В какой-то момент ему неожиданно захотелось просмотреть документы, прочитать типовые образцы, изучить порядок регистрации юридических лиц, разобраться в тонкостях множества статей гражданского права. Он почувствовал небывалый прилив сил и энергии. Предстояло многое сделать. Главное, Михаил обнаружил у себя желание делать это. Надо было, как сказала Лиза, срочно и основательно «въехать в тему».

Через несколько часов напряженной работы Михаил встал, размял свое тело случайно пришедшими в голову упражнениями, выпил горячего чая и сел в кресло, которое заблаговременно придвинул к самому окну. Он смотрел на серое питерское небо и думал о Лизе. Михаилу все в ней нравилось – ее активность, энергия, ум, забота о нем. Мужчины вообще, как малые дети, любят, когда о них заботятся – ухаживают, готовят вкусную еду, слушают тот бред, с которым не обратишься даже к другу. И вообще, подсказывало Михаилу его подсознание, она сказочно хороша во всех своих инициативах и к тому же она волнующе красива. Лиза очень современна во всем, даже в ее красоте есть особые европейские черты прогрессивного двадцатого века.
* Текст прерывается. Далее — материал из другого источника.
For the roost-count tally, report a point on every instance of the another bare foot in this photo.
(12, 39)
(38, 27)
Он напряг все свое воображение, но так и не смог сравнить Лизу с каким-либо общепризнанным эталоном или идеалом. Лиза являла собой совершенное и оригинальное творение уходящего двадцатого века и была выше всякого эталона. И тут он понял, что объективность всегда уходит, когда появляется любовь.

Лизу невозможно было сравнивать с Юлей. По складу своего характера Юля казалась Михаилу типичной представительницей девушки из высшего света девятнадцатого века. Лиза же влекла его в новый, заманчивый и фантастический двадцатый век. Но помимо своей ослепительной роскоши и технологичности этот век вселял в душу Михаила необъяснимый страх житейской неопределенности и физической опасности. И стоило ему лишь подумать о Юле, как его мечты тотчас уводили его от суровой реальности настоящего в сторону замшелой тургеневской рафинированности прошлого. Эти мечты были сладостно приятны. Они кружили его в своем водовороте комфорта, стабильности, уверенности в себе и безопасности, которые ему были чертовски желанны и которые ему некогда гарантировал век девятнадцатый.

Михаил снова размечтался о своих нафантазированных отношениях с Юлей. Вновь и вновь он возвращал в памяти пережитые эпизоды волнений в минувшие дни и сказочное ощущение ожидания мнимых объятий и поцелуев в дни грядущие. Он страстно желал иметь свой тайный уголок платонической любви, фантазий и мечтаний, куда путь был заказан всем, даже Лизе. «Возможно, – подумал Михаил, – придет время, и я сам разрушу этот уголок за его ненадобностью, но только не сейчас. Юля – дневник моей души. Я пишу в него самое сокровенное и прячу его от самых близких и дорогих людей».

В этом году Михаилу должно исполниться тридцать лет. А может быть, сто тридцать? Господи, какая разница, при чем здесь возраст. Один миг, день, неделя, месяц, год счастья могут стоить долгих лет совместного сосуществования и безразличия. Если люди любят друг друга, то ни возраст, ни что-то иное их не волнует. И пусть это длится столько, сколько проживет их любовь. Он хотел признаться Юле в своей любви, хотел услышать ее признание, хотел обнимать и целовать ее. Но желал он этого только в своих мыслях. Хотел разделить с ней весь огонь любовной страсти, но только в своих фантазиях и мечтах. В реальной жизни он категорически отрицал это. Вся прелесть его восторга заключалась в сладострастии возвышенных чувств, в их оторванности от реальности. В реальной жизни он желал быть с Лизой. Она вспенивала его кровь, переполняла сердце адреналином, взрывала мозг до безумия и питала душу желаниями и восторгами. Лиза влекла его вперед, в будущее.